Upon trial initiation, steers (308 ± 8 kg) were weighed for three consecutive days after being limit-fed (1.8% BW) the common receiving diet for 5 days to minimize variation in gut fill. They were then stepped up onto their experimental finishing diets (Table 1) in 21 days in three steps containing 40%, 30%, and 20% alfalfa hay. Corn-based WDGS was included in the finishing diet at 35% (DM basis) and partially replaced corn (steam-flaked or dry-rolled), cottonseed meal, yellow grease, urea, and limestone in the diet. Finishing diets were formulated to contain a minimum of 13.5% CP with a positive degradable intake protein balance. Diets were also formulated to contain 0.70% Ca and 6.00% ether extract thereby attempting to equilibrate fat across diets. All diets contained 10% alfalfa hay as a roughage source and 0.70% supplement which provided trace minerals, vitamins, monensin, and tylosin (Elanco Animal Health; Greenfield, IN) at levels common with industry standards. Diets were offered once daily in the morning throughout the finishing period. Steers were initially implanted with 14 mg estradiol and 200 mg progesterone (Synovex S®; Fort Dodge Animal Health, Fort Dodge, IA) at trial initiation, and terminally implanted with 16 mg estradiol and 80 mg trenbolone acetate (Revlor IS®; Intervet Inc., Millsboro, DE) on day 84.

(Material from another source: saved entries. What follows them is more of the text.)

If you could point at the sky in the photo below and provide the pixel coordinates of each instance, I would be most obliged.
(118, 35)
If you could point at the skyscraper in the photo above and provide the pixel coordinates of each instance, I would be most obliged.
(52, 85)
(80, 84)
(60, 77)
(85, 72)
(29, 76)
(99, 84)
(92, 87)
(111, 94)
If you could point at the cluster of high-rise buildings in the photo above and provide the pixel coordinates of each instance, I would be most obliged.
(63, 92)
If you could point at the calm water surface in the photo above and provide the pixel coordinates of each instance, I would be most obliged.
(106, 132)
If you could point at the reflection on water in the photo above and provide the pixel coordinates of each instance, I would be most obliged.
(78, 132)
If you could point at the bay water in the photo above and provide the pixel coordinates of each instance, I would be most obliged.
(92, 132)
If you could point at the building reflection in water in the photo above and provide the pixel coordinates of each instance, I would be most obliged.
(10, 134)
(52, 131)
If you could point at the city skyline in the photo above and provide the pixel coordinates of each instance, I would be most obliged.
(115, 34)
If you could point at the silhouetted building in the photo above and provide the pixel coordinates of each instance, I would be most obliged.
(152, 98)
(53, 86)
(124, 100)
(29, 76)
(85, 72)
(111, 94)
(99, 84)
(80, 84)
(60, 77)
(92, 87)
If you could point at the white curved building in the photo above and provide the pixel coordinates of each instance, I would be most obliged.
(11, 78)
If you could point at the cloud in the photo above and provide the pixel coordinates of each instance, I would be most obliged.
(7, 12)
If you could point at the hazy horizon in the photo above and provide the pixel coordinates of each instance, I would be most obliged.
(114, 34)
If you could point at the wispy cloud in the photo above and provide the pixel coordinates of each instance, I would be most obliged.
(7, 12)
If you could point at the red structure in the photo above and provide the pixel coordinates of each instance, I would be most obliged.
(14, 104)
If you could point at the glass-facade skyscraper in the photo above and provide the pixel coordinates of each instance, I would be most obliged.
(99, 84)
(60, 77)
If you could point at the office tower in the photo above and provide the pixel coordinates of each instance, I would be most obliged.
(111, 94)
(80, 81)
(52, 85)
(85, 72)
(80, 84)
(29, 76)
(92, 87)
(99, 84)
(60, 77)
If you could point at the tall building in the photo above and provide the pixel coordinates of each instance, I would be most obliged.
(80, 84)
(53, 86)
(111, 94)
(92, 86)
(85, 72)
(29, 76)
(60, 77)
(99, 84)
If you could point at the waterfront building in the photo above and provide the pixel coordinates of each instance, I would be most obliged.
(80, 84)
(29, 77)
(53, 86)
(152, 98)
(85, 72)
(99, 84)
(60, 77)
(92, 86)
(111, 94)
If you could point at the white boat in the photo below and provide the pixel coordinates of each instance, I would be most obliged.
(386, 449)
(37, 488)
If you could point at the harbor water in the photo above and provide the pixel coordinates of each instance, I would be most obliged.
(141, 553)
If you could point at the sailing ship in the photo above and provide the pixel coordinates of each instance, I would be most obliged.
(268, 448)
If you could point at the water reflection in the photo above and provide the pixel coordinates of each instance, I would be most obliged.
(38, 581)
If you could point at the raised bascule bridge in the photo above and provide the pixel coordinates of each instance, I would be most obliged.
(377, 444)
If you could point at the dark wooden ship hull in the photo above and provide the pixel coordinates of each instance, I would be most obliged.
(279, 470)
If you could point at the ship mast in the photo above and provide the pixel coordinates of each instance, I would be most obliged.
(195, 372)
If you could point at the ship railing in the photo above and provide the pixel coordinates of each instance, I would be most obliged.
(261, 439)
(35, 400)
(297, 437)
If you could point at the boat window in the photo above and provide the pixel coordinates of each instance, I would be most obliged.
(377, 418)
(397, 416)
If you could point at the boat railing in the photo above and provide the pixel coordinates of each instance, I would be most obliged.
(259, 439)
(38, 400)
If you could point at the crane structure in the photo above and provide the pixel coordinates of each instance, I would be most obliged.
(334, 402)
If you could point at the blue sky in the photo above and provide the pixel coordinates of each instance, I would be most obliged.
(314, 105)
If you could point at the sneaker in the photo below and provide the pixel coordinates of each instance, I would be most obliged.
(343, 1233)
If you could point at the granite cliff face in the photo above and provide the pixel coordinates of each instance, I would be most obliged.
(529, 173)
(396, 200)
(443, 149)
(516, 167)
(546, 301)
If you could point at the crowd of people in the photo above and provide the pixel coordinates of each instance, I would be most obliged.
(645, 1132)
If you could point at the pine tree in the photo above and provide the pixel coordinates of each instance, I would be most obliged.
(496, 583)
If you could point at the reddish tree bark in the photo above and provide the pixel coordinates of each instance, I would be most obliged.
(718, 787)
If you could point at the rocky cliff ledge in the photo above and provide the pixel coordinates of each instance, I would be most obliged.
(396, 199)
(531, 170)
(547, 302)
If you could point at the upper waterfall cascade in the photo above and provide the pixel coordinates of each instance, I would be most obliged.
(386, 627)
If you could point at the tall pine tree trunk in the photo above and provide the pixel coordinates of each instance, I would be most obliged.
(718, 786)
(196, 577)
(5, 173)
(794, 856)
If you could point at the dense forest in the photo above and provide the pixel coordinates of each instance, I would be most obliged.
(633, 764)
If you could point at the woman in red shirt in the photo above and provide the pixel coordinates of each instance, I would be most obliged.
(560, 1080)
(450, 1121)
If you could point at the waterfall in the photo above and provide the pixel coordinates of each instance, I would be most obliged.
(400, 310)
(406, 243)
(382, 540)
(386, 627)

Ingredient samples were collected weekly for dry ingredients and thrice weekly for wet ingredients (WDGS and SFC) for DM determination. DM was determined in a 60°C oven for 24 hours. Weekly samples were composited by month and ground. Monthly samples were then composited to encompass the duration of the study. Chemical analysis of dietary ingredients was conducted at a commercial laboratory (Servitech Laboratories, Amarillo, TX), with the exception of NDF of the WDGS which was determined on a composite of the delivered product in an ANKOM 200 fiber analyzer (ANKOM Technology Corp., Fairport, NY) with 10 g/L sodium sulfite included in the NDF solution.  Steers were weighed every 28 days and received ultrasound scans for 12th rib fat thickness and marbling every 56 days to characterize growth and changes in body composition. Ultrasound measurements were taken at the 12th rib using an Aloka 210 (Wallingford, CT) B-mode instrument with a 3.5-MHz general purpose transducer array. Marbling and 12th rib fat thickness were estimated using image analysis software described by Brethour (2000). On d 55, 56, and 57, and again on day 111, 112, and 113, blood glucose levels were monitored twice daily (once in the a.m. and once in the p.m. for each steer) such that blood glucose estimates were collected at 0, 2, 4, 6, 8, and 10 hours post-feeding at two mid-points in the feeding period. Blood glucose was measured chute side using a human self-monitoring system (True Track Smart System®; Home Diagnostics, Inc., Fort Lauderdale, FL) as validated by Rumsey et al. (1999). Each blood sample was tested by three monitors and estimates with a CV greater than 6% were re-tested.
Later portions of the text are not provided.